There is a debate among a section of the population that the high population growth rate among Muslims was creating a demographic imbalance.

"The highest birth rate in India is among tribals, then villagers and then Muslims. There is a theory that with prosperity, the fertility rate declines. The premise is faulty in these two courses. When the premise is faulty, knowledge production will be faulty, which will not be conducive for policy formulation," Kumar said.

Another senior faculty member alleged that the phrases "Islamic terrorism" and "demographic change" were often used by the RSS-BJP to "malign Muslims".

"National security is taught in various courses at the (JNU's) School of International Studies. What is the need for these courses? Has it been done to please the BJP government?" he said, requesting anonymity.

"If Islamic terrorism can be a title, why should there not be a course on Hindu terrorism?" he asked.

He said the title "Islamic terrorism" had broken the principle of liberalism in a liberal university. "Terrorism has no religion," he said.

Objections had been raised to the title "Islamic terrorism" at the JNU Academic Council meeting last week where the proposal to set up a National Security Studies Centre was discussed.

Source said the dean of the School of International Studies, Prof Ajay Patnaik, had opposed the move, saying the title might trigger a demand for courses in "Hindu or Hindutva terrorism".

According to the sources, Patnaik suggested the title "religious radicalisation" instead of "Islamic terrorism" and "immigration/migration and its impact" instead of "demographic change".

JNU vice-chancellor M. Jagadesh Kumar said at the meeting on May 18 that all suggestions would be sent to the committee studying the proposal to set up the National Security Studies Centre.

Academic Council member Aswini Mohapatra, a professor at the School of International Studies and an expert on West Asia, argued in favour of the course but suggested tweaking the title to "Islamist terrorism".

He said: "The title of the course should be 'Islamist terrorism'. Islamist refers to those who use Islam as an instrument to mobilise (people) for political objectives like an Islamist state. When Muslim scholars have begun to recognise Islamist terror as a problem, why should we be over-sensitive?"

Mohapatra said the title "Islamist terrorism" would not trigger a demand for courses on "Hindutva terrorism".

"Terrorism is organised violence to capture state power or achieve secession or independence. It does not say overtly that it wants to achieve any of these. Theoretically, the Bajrang Dal is not a terrorist organisation. The Bajrang Dal variety of violence may be branded as a retaliatory or vigilante form of violence, which is equally condemnable," Mohapatra said.

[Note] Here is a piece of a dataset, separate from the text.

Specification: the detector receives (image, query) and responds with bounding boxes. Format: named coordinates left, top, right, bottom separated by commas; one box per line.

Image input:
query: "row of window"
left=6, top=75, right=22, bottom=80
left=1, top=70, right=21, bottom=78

Emails and calls to VC Kumar and rector Chintamani Mohapatra went unanswered.

The agenda note also mentions Maoism, cyber security, insurgency, maritime security and the military modernisation of China and Pakistan as key areas where courses could be offered.

According to the proposal, the National Security Studies Centre will strive to promote dynamic interactive learning to create knowledge on issues such as cyber security, terrorism, organised crime and arms smuggling.